I recently won a game of speed chess with a pair of powerful bishops. My opponent was Asmadhu of the USA who played white. Here are the moves of the game along with my commentary:
1. e4 c5
2. c3 d6
White's second move is unusual.
3. d4 cxd
4. cxd Nc6
White has a powerful pawn centre but no piece development.
5. d5 Ne5
6. f4 Nd7
7. Nf3 e6
8. dxe fxe
9. Nc3 Ngf6
10. Bd3 Be7
11. 0-0 0-0
12. h3 b6
13. e5 dxe
White plays aggressively.
White has an advanced pawn on the e-file but it is isolated.
15. Qc2 g6
16. Nd4 Rxf1+
17. Kxf1 Qf8+
18. Kg1 Qg7
Here I should play Nxe5.
19. Nxe6 Qxe5
20. Nxd5 Qxe6
My queen can capture either of the white knights but I capture on e6 because I want to play Qe1+ on my next move. I expect white to play Nc7 on his next move.
21. Nc7 Qxe1+
22. Kh2 Bd6+
My dark-squared bishop now controls the b8-h2 diagonal.

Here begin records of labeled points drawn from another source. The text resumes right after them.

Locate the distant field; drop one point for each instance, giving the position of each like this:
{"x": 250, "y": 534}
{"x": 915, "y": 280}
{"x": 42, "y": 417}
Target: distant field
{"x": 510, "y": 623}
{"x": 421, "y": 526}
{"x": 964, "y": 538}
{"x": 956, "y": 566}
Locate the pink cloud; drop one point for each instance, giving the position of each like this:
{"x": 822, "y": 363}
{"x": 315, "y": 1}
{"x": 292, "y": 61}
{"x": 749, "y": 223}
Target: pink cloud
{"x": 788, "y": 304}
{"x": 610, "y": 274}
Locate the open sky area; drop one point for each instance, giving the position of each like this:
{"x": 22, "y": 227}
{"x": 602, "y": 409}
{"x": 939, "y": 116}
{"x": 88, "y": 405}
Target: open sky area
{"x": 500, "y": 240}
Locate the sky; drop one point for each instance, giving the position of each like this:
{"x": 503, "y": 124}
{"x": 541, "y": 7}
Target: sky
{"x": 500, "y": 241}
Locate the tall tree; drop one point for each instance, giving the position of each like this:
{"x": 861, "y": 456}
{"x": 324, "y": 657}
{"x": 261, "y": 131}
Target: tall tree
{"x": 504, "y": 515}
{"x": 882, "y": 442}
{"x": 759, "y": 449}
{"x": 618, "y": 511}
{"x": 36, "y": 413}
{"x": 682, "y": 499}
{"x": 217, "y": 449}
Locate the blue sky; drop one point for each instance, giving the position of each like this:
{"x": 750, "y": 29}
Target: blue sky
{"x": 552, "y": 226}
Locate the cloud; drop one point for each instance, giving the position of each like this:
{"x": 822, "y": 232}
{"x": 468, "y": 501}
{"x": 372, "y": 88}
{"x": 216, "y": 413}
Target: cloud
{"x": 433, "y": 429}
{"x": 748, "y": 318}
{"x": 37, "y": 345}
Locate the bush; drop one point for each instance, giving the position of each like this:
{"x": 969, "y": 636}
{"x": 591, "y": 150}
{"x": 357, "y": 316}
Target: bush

White blocks the check and then resigns. He sees that I can play Qxg3+. Then white must play Kh1. On my following move I activate my light-squared bishop with b7+. This gives my light-squared bishop control of the b7-h1 diagonal. My powerful bishops dominate the board. In reply black must play Qg2 and I then play Qxg2#.
In this game my bishops turn the game in my favour. White also has two bishops on the board but they are not nearly as dominant as mine. This game illustrates the power of the bishop pair.